On May 20, 1958, President Dwight Eisenhower signed Public Law 85-422, establishing the rates of Senior Chief and Master Chief. In the post-World War II economic boom, senior enlisted men could not advance beyond chief and left the Service to land well-paid jobs in the burgeoning economy. The establishment of the Senior Chief and Master Chief pay grades was intended to reverse the flight of these experienced chiefs to the civilian labor market. In 1969, the Service also established the Coast Guard rate of Master Chief Petty Officer of the Coast Guard, the single senior most enlisted position in the Coast Guard. In August 1969, MCPOCG Charles Calhoun became the first Coast Guardsman advanced to this rate.

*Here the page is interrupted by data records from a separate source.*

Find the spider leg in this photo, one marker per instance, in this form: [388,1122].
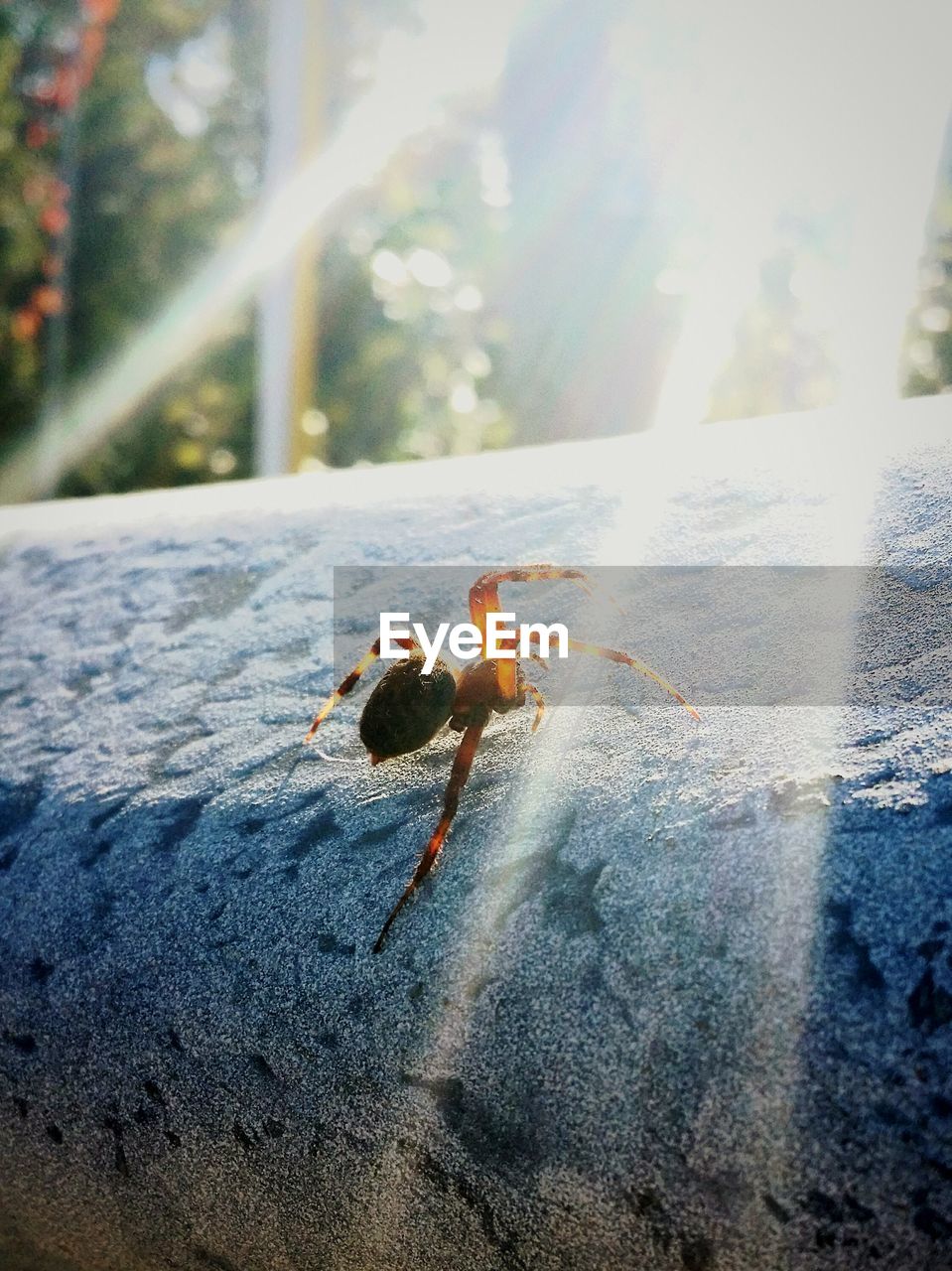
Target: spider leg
[539,704]
[626,659]
[484,599]
[458,779]
[351,680]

Since 1920, chiefs have served many roles. These include teacher, parent, rating specialist and mentor. In the first years of the rate, chiefs accrued knowledge and skill from experience and on-the-job learning. In modern times, senior enlisted personnel have undergone training at every level before advancing to chief. In 1982, to add to chiefs’ training and professionalization, the Service established the United States Coast Guard Chief Petty Officer Academy at the Reserve Training Center in Yorktown, Virginia. In 1985, as part of a consolidation effort, the Academy was moved to Training Center Petaluma in Northern California. Today, all enlisted personnel advanced to chief must attend the Chief Petty Officer Academy.
Over the years, the Coast Guard chief has become a linchpin to the Service, able to advise petty officers and commissioned officers in the chain of command. Many of these chiefs have been recognized as cutter namesakes, including CPM Alex Haley, MCPOCG Charles Calhoun, BMC John Midgett and the dozens of chief namesakes of new Fast Response Cutters. They are all honored members of the long blue line.